Los charcos sobre una base impermeable se evitan dotando a la superficie de una pendiente suficiente para el drenaje. También se evitan rellenando las depresiones existentes. Entre las bases impermeables figuran las superficies de mortero o concreto y las impermeabilizaciones de cubierta con tela asfáltica, láminas bituminosas o lámina impermeabilizante.
En las superficies impermeables, después de la lluvia se distingue con claridad dónde se acumula el agua. Con tiempo seco, las depresiones pueden hacerse visibles distribuyendo agua sobre la superficie con una regadera o una manguera.
Estas depresiones se compensan colocando sin fijación recortes de tela asfáltica ajustados a cada una. Si es necesario, pueden superponerse varias capas. El resultado se comprueba con una regla larga o un perfil metálico recto.

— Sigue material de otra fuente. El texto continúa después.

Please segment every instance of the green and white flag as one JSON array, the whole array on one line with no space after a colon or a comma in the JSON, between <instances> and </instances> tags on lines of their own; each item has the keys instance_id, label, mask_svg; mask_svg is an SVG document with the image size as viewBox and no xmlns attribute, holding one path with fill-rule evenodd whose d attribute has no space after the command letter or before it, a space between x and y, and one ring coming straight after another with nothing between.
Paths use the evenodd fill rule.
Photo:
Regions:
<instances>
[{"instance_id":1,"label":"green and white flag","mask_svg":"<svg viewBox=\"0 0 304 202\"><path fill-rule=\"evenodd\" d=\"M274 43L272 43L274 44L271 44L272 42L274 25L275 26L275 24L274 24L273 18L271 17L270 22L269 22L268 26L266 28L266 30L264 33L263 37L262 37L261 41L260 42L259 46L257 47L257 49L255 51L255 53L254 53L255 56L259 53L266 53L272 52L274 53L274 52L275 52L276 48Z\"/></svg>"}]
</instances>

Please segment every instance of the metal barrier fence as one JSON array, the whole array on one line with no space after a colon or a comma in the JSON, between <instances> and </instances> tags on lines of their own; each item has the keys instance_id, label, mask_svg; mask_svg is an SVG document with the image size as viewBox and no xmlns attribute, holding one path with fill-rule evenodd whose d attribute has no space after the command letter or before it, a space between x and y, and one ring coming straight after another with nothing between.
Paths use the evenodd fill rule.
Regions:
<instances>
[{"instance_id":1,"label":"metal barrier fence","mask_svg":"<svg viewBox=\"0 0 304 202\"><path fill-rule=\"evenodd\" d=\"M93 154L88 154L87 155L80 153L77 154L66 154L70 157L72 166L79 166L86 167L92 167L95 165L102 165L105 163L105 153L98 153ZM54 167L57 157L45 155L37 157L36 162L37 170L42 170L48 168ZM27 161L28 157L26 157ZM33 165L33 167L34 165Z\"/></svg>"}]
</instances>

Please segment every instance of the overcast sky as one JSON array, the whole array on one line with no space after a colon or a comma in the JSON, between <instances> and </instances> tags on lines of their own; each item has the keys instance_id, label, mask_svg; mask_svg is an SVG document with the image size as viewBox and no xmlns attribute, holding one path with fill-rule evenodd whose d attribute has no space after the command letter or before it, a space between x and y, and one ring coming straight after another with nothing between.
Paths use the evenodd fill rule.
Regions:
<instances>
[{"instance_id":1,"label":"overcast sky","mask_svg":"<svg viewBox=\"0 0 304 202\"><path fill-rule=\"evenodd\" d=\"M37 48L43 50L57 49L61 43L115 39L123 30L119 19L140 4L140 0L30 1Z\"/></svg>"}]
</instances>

La superficie no tiene que quedar perfectamente nivelada. Lo relevante es que quede la menor cantidad de agua posible y se conserve la pendiente existente.
Para este fin, la arena, la gravilla y la grava no son adecuadas. Pueden desplazarse bajo el revestimiento de suelo y ser arrastradas por el agua.
Los recortes corrigen depresiones aisladas, pero no sustituyen una pendiente inexistente ni un drenaje insuficiente de toda la superficie.